With the holidays approaching, many of us travel to be among our families, distant in physical proximity so often today. As we do, it may be worthwhile to ponder the foundation of family.
A family is much like a building. A building of strength has a foundation strong enough to bear the challenges of life -- defeat, disappointment, failure -- yet a roof protective enough to contain us when success or individual gain fuels a sense of pride. The walls need be transparent enough that our inward experiences are attuned to outward circumstances but solid enough to offer a sanctuary from the exterior world.
Our buildings differ greatly in size, shape and materials, but their strength is determined by unconditional or authentic love. Even if tragedy were to strike -- as an earthquake, flood or fire might damage a building -- a family rooted in love transcends it. Family love lives well beyond the boundaries of space and time.
I look at the strength of my own family love for one another in the simple act of shopping for Christmas gifts. It's an ongoing process of making lists, sharing ideas, and selecting just the right things. It is not about the money spent, the item chosen or the gift shared, but rather in the conscious act of attention gift-giving entails.
Each selection requires a careful consideration of the needs and desires of another, the creative act of thinking what the other person might like, and the shared experience of giving and receiving.
This year our family has expanded as boyfriends and girlfriends enter the building and new walls, doors and rooms are constructed to accommodate them. Perhaps the most interesting part of it all is that the choices our now adult children are making to enrich this building are so strong in foundation.

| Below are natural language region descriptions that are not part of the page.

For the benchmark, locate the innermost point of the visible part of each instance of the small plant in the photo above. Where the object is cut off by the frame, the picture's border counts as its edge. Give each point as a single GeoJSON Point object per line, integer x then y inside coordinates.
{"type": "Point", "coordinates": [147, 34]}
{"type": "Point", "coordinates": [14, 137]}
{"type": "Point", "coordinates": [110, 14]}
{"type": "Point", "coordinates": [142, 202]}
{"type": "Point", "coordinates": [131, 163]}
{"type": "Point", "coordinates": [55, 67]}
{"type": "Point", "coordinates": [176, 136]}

Love -- a word that at times is not given its due because of its so many variants (i.e. I love coffee, I loved that movie vs. I love you), but Love is the essence of a strong family. Without it the structure can withstand little.
I grew up in a façade of a house -- one with love painted boldly on its exterior but with little held within. I discovered authentic love later in life and understood its strength as my husband and I build our own home.
A family -- whatever its configuration -- arises from authentic or unconditional Love -- and the building created is home. The well-known idiom bears repeating as 2010 comes to a close.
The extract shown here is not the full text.